Absolute time series
An absolute time series automatically restarts itself every day at midnight: as soon as the
day changes, the series rewinds back to <start_time> and starts matching wall-clock time
slots again. No extra attribute is required for this — it happens on its own, indefinitely.
For example, given cron 00:00 23:00 01:00 on a suite that begins at 22:01:
Day |
Wall-clock times the node is freed |
|---|---|
Day 1 (suite begins 22:01) |
23:00 only — earlier slots (00:00-22:00) had already passed by the time the suite began |
Day 2 |
00:00, 01:00, 02:00, …, 23:00 (24 times) |
Day 3 onward |
Same as Day 2 — repeats indefinitely, automatically |
Relative (+) time series
A relative time series has no such automatic reset. Its elapsed countdown starts at the suite
begin time (or the last repeat increment/re-queue) and keeps counting up; it does not
rewind at midnight. Once the elapsed time exceeds <end_time>, the cron stops becoming
free and will never become free again on its own.

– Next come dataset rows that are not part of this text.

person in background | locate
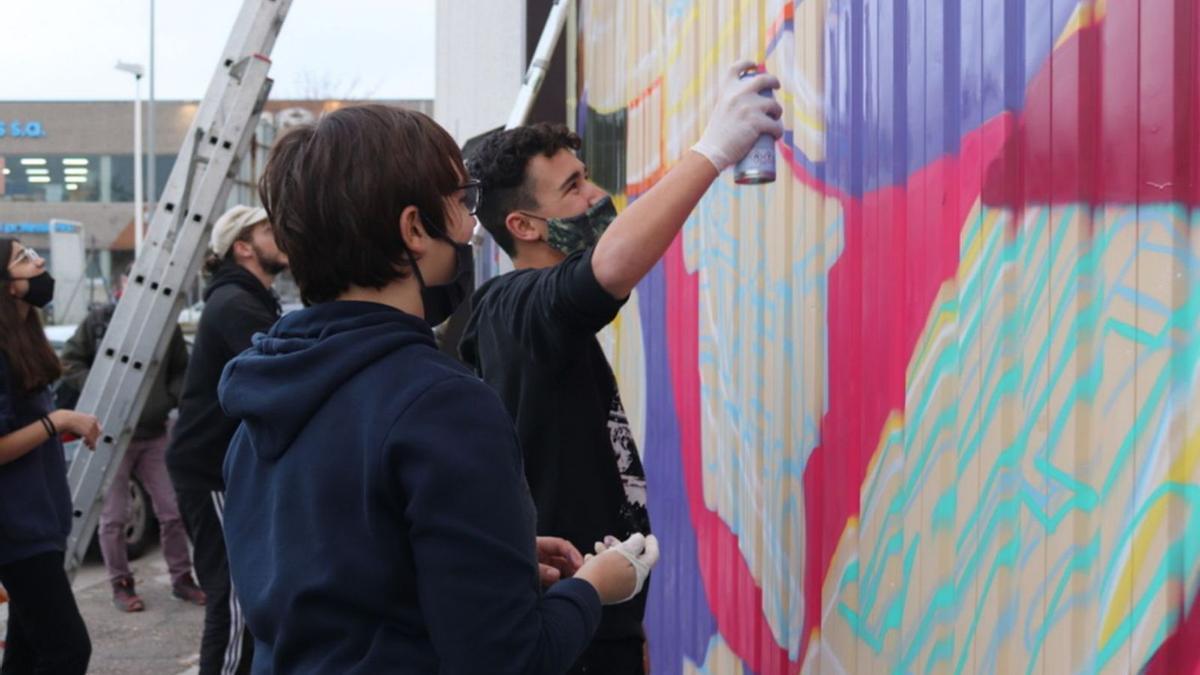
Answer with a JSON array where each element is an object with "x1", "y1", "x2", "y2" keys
[
  {"x1": 167, "y1": 205, "x2": 288, "y2": 675},
  {"x1": 221, "y1": 106, "x2": 658, "y2": 675},
  {"x1": 0, "y1": 238, "x2": 100, "y2": 675},
  {"x1": 59, "y1": 264, "x2": 204, "y2": 611},
  {"x1": 461, "y1": 61, "x2": 782, "y2": 675}
]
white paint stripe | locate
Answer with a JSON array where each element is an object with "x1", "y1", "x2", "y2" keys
[{"x1": 212, "y1": 490, "x2": 245, "y2": 675}]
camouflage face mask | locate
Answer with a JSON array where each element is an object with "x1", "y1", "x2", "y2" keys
[{"x1": 527, "y1": 196, "x2": 617, "y2": 256}]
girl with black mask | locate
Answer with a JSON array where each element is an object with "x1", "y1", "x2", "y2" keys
[{"x1": 0, "y1": 238, "x2": 100, "y2": 675}]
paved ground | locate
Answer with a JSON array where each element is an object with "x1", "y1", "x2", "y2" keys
[{"x1": 0, "y1": 540, "x2": 204, "y2": 675}]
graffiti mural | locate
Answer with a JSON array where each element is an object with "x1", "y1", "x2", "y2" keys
[{"x1": 574, "y1": 0, "x2": 1200, "y2": 674}]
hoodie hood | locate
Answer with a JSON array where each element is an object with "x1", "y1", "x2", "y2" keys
[
  {"x1": 204, "y1": 261, "x2": 280, "y2": 312},
  {"x1": 217, "y1": 301, "x2": 437, "y2": 460},
  {"x1": 458, "y1": 271, "x2": 501, "y2": 375}
]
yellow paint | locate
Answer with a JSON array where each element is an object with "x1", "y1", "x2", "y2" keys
[{"x1": 1100, "y1": 425, "x2": 1200, "y2": 645}]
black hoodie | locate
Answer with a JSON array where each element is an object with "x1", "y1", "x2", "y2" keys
[{"x1": 167, "y1": 261, "x2": 280, "y2": 490}]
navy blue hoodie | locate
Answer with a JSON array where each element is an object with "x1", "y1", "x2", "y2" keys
[{"x1": 220, "y1": 301, "x2": 600, "y2": 674}]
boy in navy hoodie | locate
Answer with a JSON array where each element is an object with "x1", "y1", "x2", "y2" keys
[{"x1": 220, "y1": 106, "x2": 658, "y2": 674}]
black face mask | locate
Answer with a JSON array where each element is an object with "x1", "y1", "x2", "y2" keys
[
  {"x1": 22, "y1": 271, "x2": 54, "y2": 307},
  {"x1": 412, "y1": 218, "x2": 475, "y2": 327}
]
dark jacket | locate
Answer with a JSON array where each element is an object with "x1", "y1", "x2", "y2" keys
[
  {"x1": 0, "y1": 352, "x2": 71, "y2": 565},
  {"x1": 59, "y1": 304, "x2": 187, "y2": 440},
  {"x1": 167, "y1": 262, "x2": 280, "y2": 490},
  {"x1": 221, "y1": 301, "x2": 600, "y2": 674}
]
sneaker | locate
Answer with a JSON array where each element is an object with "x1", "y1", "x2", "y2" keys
[
  {"x1": 170, "y1": 574, "x2": 206, "y2": 605},
  {"x1": 113, "y1": 577, "x2": 146, "y2": 611}
]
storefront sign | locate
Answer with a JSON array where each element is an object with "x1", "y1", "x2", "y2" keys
[{"x1": 0, "y1": 120, "x2": 46, "y2": 138}]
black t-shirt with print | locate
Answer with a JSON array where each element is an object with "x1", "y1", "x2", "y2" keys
[{"x1": 461, "y1": 249, "x2": 650, "y2": 639}]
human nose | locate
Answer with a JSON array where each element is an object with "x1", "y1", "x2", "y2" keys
[{"x1": 588, "y1": 180, "x2": 608, "y2": 207}]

For example, given cron +00:00 23:00 01:00 on a suite that begins at 22:01:
Elapsed since suite begin |
Wall-clock |
Node freed? |
|---|---|---|
+00:00 |
22:01 (day 1) |
Yes — immediately, since elapsed time is already at the start slot |
+01:00 |
23:01 (day 1) |
Yes |
+02:00, +03:00, …, +22:00 |
00:01, 01:01, …, 20:01 (day 2) |
Yes — every hour, regardless of the day change; only the elapsed time matters |
+23:00 |
21:01 (day 2) |
Yes — last valid slot, since elapsed time has reached the |
+24:00 (the next slot would be) |
22:01 (day 2) |
No — exceeds the 23-hour |
Keeping a relative cron alive across days
A relative cron (one whose <start_time> uses the + prefix, see
cron) is anchored once, at suite begin time, and its elapsed countdown
never rewinds at midnight. Once the elapsed time runs past <end_time>, the cron stops
becoming free and stays inactive forever — unless something resets it.
The way to reset a cron, and so keep a relative cron running indefinitely day after day, is to pair it with a repeat attribute placed on the same node as the cron, with a plain dummy task underneath (a task with no time attributes of its own). Each time the repeat increments, the relative cron’s elapsed window is reset.
family example
repeat day 1
cron +00:00 23:00 01:00
task dummy
endfamily
The cron must not be placed directly on the dummy task instead of the family: a node with a cron attribute is immediately requeued as soon as it completes, so it never reports completion up to a parent’s repeat — thus, the repeat would then never advance.